Colore: Bianco. Bianco con macchie più o meno grandi e di colore arancio o ambra più o meno carico. Bianco con macchie più o meno grandi di colore marrone. Bianco punteggiato di arancio pallido, o marrone. In questa ultima combinazione di colore, un riflesso metallico è apprezzato, parimenti apprezzato il marrone di tonalità calda che richiama il color tonaca di frate.

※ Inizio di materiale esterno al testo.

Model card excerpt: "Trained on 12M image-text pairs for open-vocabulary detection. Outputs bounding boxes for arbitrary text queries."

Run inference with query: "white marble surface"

Preferita la maschera facciale simmetrica, tollerata l’assenza di maschera.

Difetti

Ogni deviazione dalle caratteristiche indicate nella descrizione delle varie regioni costituisce un difetto, che deve essere penalizzato nel giudizio in riferimento alla sua gravità, alla sua diffusione e alle conseguenze sulla salute, sul benessere del cane e sulla capacità di svolgere il suo lavoro tradizionale.

DIFETTI GRAVI: 

Prognatismo accentuato.
Pelle sovrabbondante che determina esagerata giogaia, o giogaia indivisa e parecchie rughe sulla testa.
Altezza al garrese 2 cm. in meno o in più dei limiti previsti.
Code curvate all’insù altamente indesiderabili.

DIFETTI ELIMINATORI: 

I soggetti aggressivi o estremamente timidi, o che presentino in modo evidente delle anormalità d’ordine fisico o comportamentale saranno squalificati.
Naso fesso.
Convergenza degli assi cranio-facciali.
Occhi gazzuoli.
Enognatismo.
Monorchidismo, criptorchidismo.
Depigmentazione totale del tartufo o delle palpebre.
Mantello nero, bianco e nero, unicolore, tricolore, focature evidenti; mucose, pelle e suoi annessi con tracce di nero.